This notebook contains the generation of fake reviews using Generator-v3 and evaluating the Generator model using BLEU scores.
<br>
**Files Used** <br>
Reviews from https://www.kaggle.com/yelp-dataset/yelp-dataset?select=yelp_academic_dataset_review.json <br>
Note:<br>
Use the same tokenizer that was used for the Generator-v3

In [None]:
import os
from pydrive.auth import GoogleAuth
from pydrive.drive import GoogleDrive
from google.colab import auth, drive
from oauth2client.client import GoogleCredentials

drive.mount('/content/drive')

In [None]:
#importing the libraries
import tensorflow as tf
from tensorflow.keras import layers
from keras.preprocessing.sequence import pad_sequences
import numpy as np
import pandas as pd
import pickle
import random
from random import choice
import time
from collections import Counter
from nltk.util import ngrams 
import copy

In [None]:
import nltk
nltk.download("punkt")

In [None]:
from IPython.display import HTML, display

def set_css():
  """A function for wrapping text displayed in the output."""
  display(HTML('''
  <style>
    pre {
        white-space: pre-wrap;
    }
  </style>
  '''))
  
get_ipython().events.register('pre_run_cell', set_css)

In [None]:
#defining the constants
VOCAB_SIZE = 10000
INPUT_LEN = 9
EMBEDDING_DIM = 300

# Loading the dataset

In [None]:
#importing the dataset
df = pd.read_csv("reviews.csv")
positive_review_ratings = [5]
positive_reviews_df = df[df.stars.isin(positive_review_ratings)].reset_index(drop=True)
reviews_list = positive_reviews_df["text"].values.tolist()

In [None]:
import re
from string import punctuation
from nltk.tokenize import sent_tokenize

punc = set(punctuation)

full_stop_pattern = "\.(?=\S)"
full_stop_pattern = re.compile(full_stop_pattern)

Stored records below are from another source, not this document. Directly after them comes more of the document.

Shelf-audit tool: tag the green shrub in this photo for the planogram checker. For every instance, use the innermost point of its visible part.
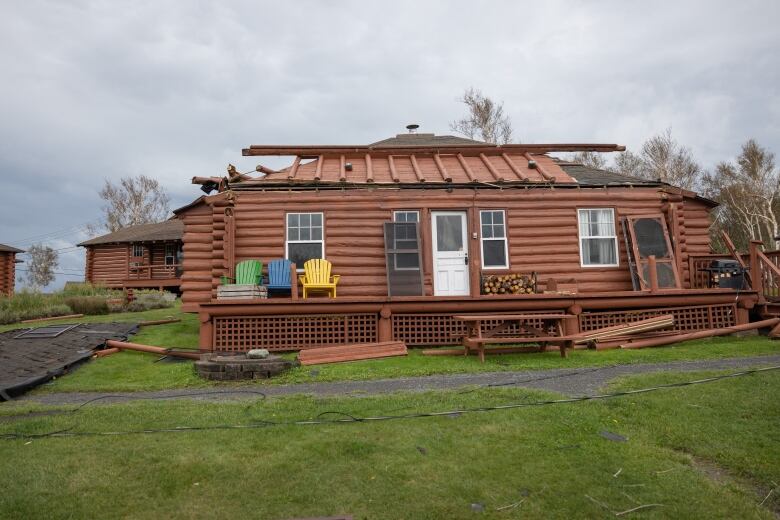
(148, 300)
(86, 289)
(88, 304)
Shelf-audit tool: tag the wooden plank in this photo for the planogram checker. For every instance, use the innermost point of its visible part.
(478, 317)
(444, 175)
(466, 167)
(492, 169)
(369, 169)
(354, 352)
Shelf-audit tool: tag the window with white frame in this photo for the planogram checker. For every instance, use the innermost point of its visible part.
(406, 238)
(305, 238)
(598, 238)
(495, 253)
(170, 254)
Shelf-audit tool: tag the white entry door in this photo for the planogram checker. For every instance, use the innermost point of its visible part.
(450, 253)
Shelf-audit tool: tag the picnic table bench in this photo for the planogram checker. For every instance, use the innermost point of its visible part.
(476, 338)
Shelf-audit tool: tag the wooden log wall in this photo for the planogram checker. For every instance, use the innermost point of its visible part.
(7, 273)
(542, 232)
(196, 279)
(107, 264)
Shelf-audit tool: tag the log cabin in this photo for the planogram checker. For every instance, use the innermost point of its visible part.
(419, 227)
(146, 256)
(8, 263)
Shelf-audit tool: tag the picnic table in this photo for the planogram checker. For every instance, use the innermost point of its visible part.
(476, 338)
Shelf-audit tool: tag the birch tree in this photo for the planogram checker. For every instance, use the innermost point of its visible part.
(749, 193)
(134, 200)
(662, 158)
(485, 120)
(41, 265)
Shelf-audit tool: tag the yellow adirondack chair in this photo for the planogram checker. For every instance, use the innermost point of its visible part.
(317, 277)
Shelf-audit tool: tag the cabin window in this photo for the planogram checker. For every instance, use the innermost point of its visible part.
(494, 246)
(598, 239)
(405, 237)
(170, 254)
(304, 237)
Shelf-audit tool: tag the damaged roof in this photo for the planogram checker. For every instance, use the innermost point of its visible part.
(8, 249)
(172, 229)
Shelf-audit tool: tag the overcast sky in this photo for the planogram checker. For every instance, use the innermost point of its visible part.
(96, 90)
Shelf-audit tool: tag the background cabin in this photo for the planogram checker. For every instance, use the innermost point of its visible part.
(8, 263)
(146, 256)
(415, 224)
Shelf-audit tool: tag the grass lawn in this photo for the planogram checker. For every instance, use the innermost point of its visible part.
(704, 451)
(132, 371)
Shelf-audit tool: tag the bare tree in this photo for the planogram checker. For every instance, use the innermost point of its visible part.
(628, 163)
(486, 119)
(590, 159)
(135, 200)
(749, 193)
(662, 158)
(41, 265)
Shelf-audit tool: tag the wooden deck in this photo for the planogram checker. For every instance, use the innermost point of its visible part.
(287, 324)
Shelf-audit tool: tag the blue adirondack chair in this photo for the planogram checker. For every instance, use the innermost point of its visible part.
(279, 278)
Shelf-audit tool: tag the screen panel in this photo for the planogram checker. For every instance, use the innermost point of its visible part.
(403, 261)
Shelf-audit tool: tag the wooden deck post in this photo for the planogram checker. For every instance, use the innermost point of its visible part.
(206, 336)
(385, 325)
(652, 274)
(293, 281)
(756, 277)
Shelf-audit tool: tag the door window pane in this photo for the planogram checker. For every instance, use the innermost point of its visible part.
(449, 233)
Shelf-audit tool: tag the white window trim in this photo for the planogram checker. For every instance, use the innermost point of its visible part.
(580, 238)
(505, 239)
(287, 241)
(415, 211)
(419, 256)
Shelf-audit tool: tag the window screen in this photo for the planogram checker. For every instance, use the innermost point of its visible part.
(648, 236)
(402, 250)
(598, 240)
(305, 232)
(494, 244)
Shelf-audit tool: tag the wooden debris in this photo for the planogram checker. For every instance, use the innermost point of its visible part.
(106, 352)
(708, 333)
(159, 322)
(514, 283)
(353, 352)
(66, 317)
(122, 345)
(627, 329)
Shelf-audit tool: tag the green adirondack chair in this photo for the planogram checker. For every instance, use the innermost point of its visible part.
(248, 272)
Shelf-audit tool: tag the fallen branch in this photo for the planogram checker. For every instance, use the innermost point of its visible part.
(667, 340)
(66, 317)
(106, 352)
(510, 506)
(152, 350)
(159, 322)
(637, 508)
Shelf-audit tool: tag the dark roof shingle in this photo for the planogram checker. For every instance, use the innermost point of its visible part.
(168, 230)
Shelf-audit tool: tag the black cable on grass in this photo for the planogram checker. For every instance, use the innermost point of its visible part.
(347, 418)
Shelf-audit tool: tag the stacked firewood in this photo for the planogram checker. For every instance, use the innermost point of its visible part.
(514, 283)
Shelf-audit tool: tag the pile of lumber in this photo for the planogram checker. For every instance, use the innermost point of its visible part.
(353, 352)
(509, 283)
(609, 337)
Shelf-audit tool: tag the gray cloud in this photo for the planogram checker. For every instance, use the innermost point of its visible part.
(94, 90)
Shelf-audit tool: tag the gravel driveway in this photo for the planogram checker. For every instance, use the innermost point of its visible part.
(568, 381)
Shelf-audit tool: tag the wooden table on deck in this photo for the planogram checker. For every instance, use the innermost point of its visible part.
(475, 338)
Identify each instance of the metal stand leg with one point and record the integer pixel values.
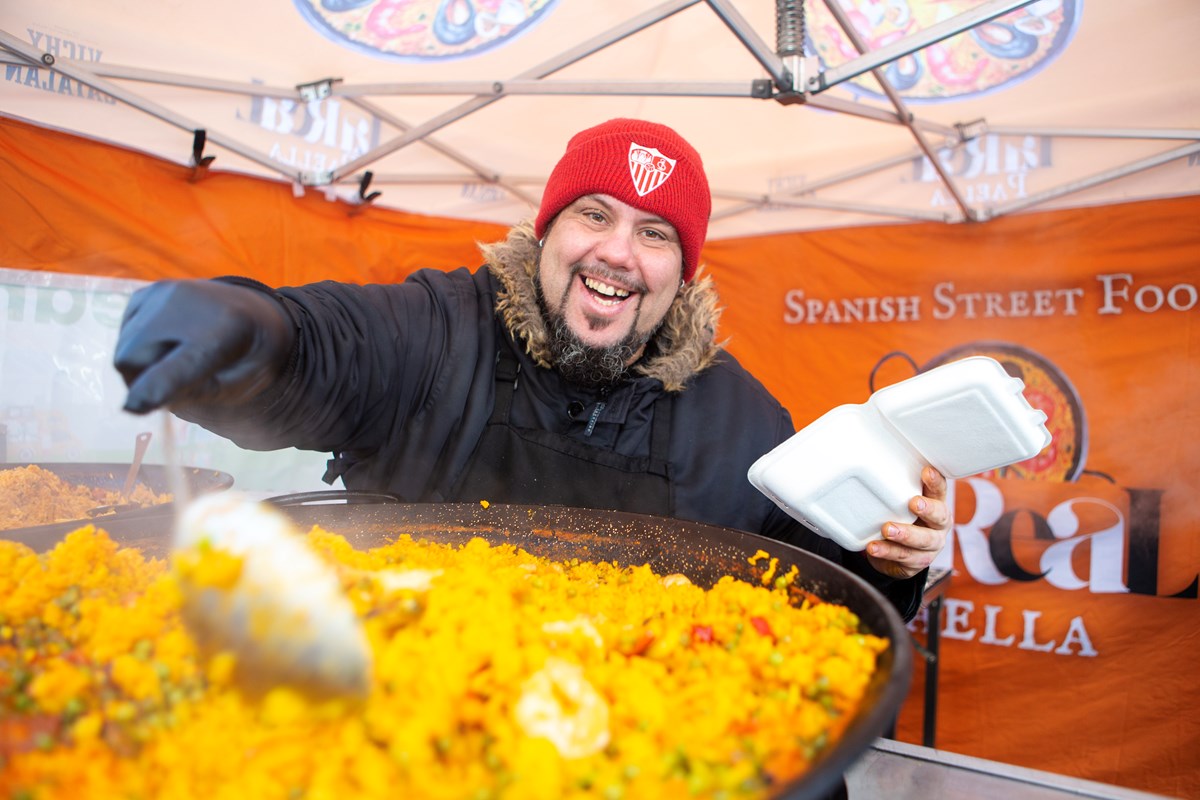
(934, 630)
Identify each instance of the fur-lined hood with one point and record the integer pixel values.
(684, 346)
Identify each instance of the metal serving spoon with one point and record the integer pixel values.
(131, 477)
(252, 587)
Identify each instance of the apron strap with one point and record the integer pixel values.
(508, 371)
(508, 368)
(660, 435)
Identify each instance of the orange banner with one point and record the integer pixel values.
(1069, 624)
(1069, 627)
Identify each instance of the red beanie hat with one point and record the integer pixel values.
(647, 166)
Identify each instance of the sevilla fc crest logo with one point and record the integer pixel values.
(648, 168)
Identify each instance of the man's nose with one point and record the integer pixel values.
(616, 247)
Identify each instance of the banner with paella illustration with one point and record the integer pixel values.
(1068, 626)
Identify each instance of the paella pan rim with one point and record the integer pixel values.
(700, 551)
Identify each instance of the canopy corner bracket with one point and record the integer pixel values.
(801, 70)
(365, 198)
(199, 162)
(317, 90)
(971, 130)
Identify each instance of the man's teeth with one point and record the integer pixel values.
(604, 288)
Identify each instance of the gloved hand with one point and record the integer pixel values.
(208, 342)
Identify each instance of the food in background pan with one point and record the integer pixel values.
(31, 495)
(497, 674)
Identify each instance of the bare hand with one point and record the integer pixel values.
(909, 548)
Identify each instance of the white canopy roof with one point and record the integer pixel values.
(850, 113)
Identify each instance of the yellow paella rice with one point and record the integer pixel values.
(34, 495)
(497, 674)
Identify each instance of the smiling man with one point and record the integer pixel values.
(580, 366)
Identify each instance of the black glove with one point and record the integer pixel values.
(209, 342)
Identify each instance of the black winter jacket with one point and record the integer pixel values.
(397, 380)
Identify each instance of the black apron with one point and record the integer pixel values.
(534, 467)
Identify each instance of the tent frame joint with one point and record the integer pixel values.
(199, 162)
(317, 90)
(365, 198)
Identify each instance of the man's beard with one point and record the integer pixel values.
(582, 364)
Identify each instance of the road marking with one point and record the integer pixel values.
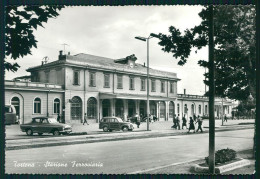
(156, 168)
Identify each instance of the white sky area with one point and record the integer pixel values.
(111, 31)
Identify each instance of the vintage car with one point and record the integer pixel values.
(10, 115)
(42, 125)
(114, 123)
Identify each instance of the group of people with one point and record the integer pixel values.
(198, 119)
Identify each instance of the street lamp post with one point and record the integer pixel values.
(147, 40)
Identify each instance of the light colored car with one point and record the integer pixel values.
(42, 125)
(114, 123)
(10, 115)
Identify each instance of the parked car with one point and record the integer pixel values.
(10, 115)
(114, 123)
(42, 125)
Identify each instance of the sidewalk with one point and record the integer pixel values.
(18, 140)
(14, 132)
(184, 168)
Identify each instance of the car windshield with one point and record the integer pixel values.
(52, 120)
(119, 119)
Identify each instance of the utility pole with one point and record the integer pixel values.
(64, 47)
(211, 94)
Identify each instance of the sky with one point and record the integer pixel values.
(110, 32)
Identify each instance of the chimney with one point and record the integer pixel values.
(61, 56)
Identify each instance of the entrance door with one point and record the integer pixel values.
(106, 108)
(16, 103)
(131, 108)
(76, 108)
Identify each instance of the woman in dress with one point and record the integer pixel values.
(191, 127)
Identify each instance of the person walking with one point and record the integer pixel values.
(85, 119)
(174, 122)
(184, 122)
(58, 118)
(191, 127)
(178, 122)
(225, 118)
(199, 121)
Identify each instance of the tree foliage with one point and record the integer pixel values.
(21, 21)
(234, 51)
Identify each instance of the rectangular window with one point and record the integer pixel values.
(131, 83)
(171, 87)
(142, 84)
(46, 77)
(92, 79)
(37, 107)
(153, 86)
(119, 81)
(76, 78)
(162, 86)
(106, 80)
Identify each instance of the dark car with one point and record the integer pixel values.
(10, 115)
(42, 125)
(115, 123)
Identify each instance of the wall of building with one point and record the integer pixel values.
(27, 102)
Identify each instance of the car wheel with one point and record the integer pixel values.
(29, 132)
(56, 132)
(105, 128)
(125, 128)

qmark_pattern = "(?=\S)\?"
qmark_pattern = re.compile(qmark_pattern)

exclmark_pattern = re.compile("(?=\S)\!")

In [None]:
def modify_text(text :str) -> str:
  """
    A function to pre-preprocess text.
    
    It removes numbers, repeated punctuations and adds a space before and after .,!
    Args:
      text: review to be modified
    Returns:
      A string with the repeated punctuations removed and a space after .,!

  """
  #removing numbers
  text = re.sub("\d+", "", text)
  
  #removing repeated punctuation marks
  new_text = ""
  for i in range(len(text)):
    
    #if its not a punctuation mark then add it to the new_text
    if text[i] not in punc:
      new_text+=text[i]

    #if text[i] is a punctuation mark, then check whether the previous character is not a punctuation mark or a space
    elif text[i] in punc and ((text[i-1] not in punc) and (text[i-1]!= " ")):
      new_text+=text[i]
  
  text = new_text
  #removing additional spaces
  text = re.sub(' +', ' ', text) 

  #changing it's to its
  text = re.sub("it\'s", "its", text)
  text = re.sub("It\'s", "its", text)
  
  #removing the new line character
  text = re.sub("(\n)+", " ", text)
  
  #replacing common patterns
  text = re.sub("\'ve", " have", text)
  text = re.sub("don't", " do not", text)
  text = re.sub("\'t", " not", text)
  text = re.sub("\'m", " am", text)  

  #removing the single quotes
  text = re.sub("\'", "", text)
  #the tokens like !,?,. are considered as separate tokens. 
  #Hence a space is added before/after them to make the get recognized as separate tokens.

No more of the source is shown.